Translabyrinthine Craniotomy: In this procedure of craniotomy, the incision is made just behind the ear. Thereby the mastoid bone and a number of the internal ear bone have been removed to extract the tumor without causing any injury to the mind. Acoustic neuroma is treated within this surgical procedure although its only drawback is the loss of hearing.
A craniotomy Surgery may be done for a variety of reasons, including, but not limited to, the following:
As with any surgical procedure, complications may occur. Brain surgery risk is tied to the specific location in the brain that the operation will affect. For example, if the area of the brain that controls speech is operated on, then speech may be affected. Some more general complications include, but are not limited to, the following:
To prepare for the surgery, you’ll have one or more preoperative appointments with your neurosurgeon.
They’ll use various tests to confirm you can safely undergo the procedure. This will likely include:
Your surgeon will also determine the surgical site based on your medical condition and type of craniotomy.
On the night before your surgery, you’ll fast (not eat) after midnight. You might also need to wash your hair with antiseptic shampoo.
Depending on your condition, your surgeon may have you take other steps to prepare.

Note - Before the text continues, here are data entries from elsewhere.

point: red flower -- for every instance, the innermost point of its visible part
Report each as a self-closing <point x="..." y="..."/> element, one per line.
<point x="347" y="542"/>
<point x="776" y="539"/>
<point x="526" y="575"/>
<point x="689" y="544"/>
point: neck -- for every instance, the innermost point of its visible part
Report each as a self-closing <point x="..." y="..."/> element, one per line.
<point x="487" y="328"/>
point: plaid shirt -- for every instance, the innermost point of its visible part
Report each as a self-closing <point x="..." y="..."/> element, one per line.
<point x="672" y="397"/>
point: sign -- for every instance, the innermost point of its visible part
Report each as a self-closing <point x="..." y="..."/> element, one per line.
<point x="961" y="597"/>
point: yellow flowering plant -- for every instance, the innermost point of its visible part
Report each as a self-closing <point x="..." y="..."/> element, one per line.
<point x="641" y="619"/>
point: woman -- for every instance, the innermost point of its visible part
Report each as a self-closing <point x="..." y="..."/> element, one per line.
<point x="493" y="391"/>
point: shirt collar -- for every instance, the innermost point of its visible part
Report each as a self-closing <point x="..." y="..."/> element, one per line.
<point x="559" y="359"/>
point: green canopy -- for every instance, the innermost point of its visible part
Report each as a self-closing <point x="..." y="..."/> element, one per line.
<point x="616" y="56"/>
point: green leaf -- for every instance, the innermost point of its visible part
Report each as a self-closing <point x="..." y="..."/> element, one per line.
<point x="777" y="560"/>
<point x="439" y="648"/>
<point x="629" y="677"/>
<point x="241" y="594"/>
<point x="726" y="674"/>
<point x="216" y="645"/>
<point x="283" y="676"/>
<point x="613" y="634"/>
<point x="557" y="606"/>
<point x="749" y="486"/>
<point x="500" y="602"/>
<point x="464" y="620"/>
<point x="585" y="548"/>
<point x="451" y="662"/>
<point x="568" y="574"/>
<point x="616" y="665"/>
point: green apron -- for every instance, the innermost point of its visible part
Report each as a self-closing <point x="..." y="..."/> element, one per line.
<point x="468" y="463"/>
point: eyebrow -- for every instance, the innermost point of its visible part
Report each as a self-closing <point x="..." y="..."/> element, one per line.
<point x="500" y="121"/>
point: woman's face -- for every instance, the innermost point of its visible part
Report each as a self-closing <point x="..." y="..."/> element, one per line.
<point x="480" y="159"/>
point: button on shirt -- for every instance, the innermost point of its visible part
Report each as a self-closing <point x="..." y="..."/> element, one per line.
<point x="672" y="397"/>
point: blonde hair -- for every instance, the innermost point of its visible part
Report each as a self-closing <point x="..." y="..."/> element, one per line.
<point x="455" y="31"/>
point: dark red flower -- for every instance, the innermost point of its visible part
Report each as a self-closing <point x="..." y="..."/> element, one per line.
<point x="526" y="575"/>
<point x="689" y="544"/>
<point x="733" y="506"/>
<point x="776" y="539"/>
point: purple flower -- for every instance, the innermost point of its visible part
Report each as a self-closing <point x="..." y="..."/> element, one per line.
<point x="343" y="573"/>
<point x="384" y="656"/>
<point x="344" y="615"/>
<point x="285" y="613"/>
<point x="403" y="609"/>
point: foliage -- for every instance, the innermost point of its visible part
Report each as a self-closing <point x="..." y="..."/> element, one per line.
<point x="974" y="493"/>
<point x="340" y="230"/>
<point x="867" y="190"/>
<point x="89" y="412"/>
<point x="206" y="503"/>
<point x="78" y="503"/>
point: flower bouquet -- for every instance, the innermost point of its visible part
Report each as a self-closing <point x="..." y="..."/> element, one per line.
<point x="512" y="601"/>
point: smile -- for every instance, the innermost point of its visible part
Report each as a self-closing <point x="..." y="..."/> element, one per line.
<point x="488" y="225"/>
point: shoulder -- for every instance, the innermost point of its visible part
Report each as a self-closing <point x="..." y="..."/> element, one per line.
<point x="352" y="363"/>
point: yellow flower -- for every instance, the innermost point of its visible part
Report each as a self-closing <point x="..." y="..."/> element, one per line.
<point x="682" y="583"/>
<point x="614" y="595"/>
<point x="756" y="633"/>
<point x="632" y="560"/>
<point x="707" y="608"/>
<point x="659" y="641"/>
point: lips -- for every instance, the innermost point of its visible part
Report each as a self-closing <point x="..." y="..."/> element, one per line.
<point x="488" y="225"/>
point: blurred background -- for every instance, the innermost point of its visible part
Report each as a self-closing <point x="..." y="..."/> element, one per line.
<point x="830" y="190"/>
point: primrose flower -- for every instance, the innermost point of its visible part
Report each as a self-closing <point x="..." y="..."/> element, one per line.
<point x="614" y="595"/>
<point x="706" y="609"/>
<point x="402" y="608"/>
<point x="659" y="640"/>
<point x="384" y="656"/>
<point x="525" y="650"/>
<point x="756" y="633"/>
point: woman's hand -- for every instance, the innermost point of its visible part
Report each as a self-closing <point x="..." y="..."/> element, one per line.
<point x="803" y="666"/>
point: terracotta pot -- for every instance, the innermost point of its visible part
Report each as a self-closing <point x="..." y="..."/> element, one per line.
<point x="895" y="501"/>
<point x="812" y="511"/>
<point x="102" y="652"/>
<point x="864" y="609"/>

When you arrive for the surgery, you’ll remove all of your clothing and jewelry. You’ll wear a hospital gown.
You’ll sit or lie down on the operating table. The position depends on the part of your brain being operated on. A head device will hold your head in place.
Next, your healthcare team will:
Your surgeon will make an incision on your scalp. They’ll use a medical drill and saw to remove a piece of bone called a bone flap.
Next, your surgeon will cut the dura mater to access the brain. The dura mater is the brain’s outermost membrane.
Your surgeon will perform the procedure and remove tissue samples, if necessary.
When the procedure is done, they’ll stitch the tissue back together. They’ll replace the bone flap with wires, stitches, or plates.
Finally, your surgeon will stitch or staple the skin incision, then apply a sterile bandage.
The procedure can take approximately 2 1/2 hours.
Recovery from a craniotomy will depend on the type of procedure you have had. Often, a 3-7 day hospital stay is needed. A temporary urinary catheter may be draining your urine after the surgery.
You will be told how to care for your surgical incisions and will be given any other instructions before leaving the hospital.
Your medical team will teach you about the medications you will be taking, such as those for pain, blood clot, infection, constipation, and seizure prevention and/or other conditions.
Contact your healthcare team with any of the following symptoms:
A. A craniotomy is a brain surgery that involves the temporary removal of bone from the skull to make repairs in the brain. It is highly intensive and comes with certain risks, which make it a serious surgery.
A. A follow-up appointment is made 10 to 14 days after surgery. The recovery time varies from 1 to 4 weeks depending on the underlying disease being treated and your general health. Full recovery may take up to 8 weeks. Walking is a good way to begin increasing your activity level
A. Craniectomies have a high chance of success. One study suggests that most people who have this procedure because of a severe traumatic brain injury (STBI) recover despite having to face some long-term complications.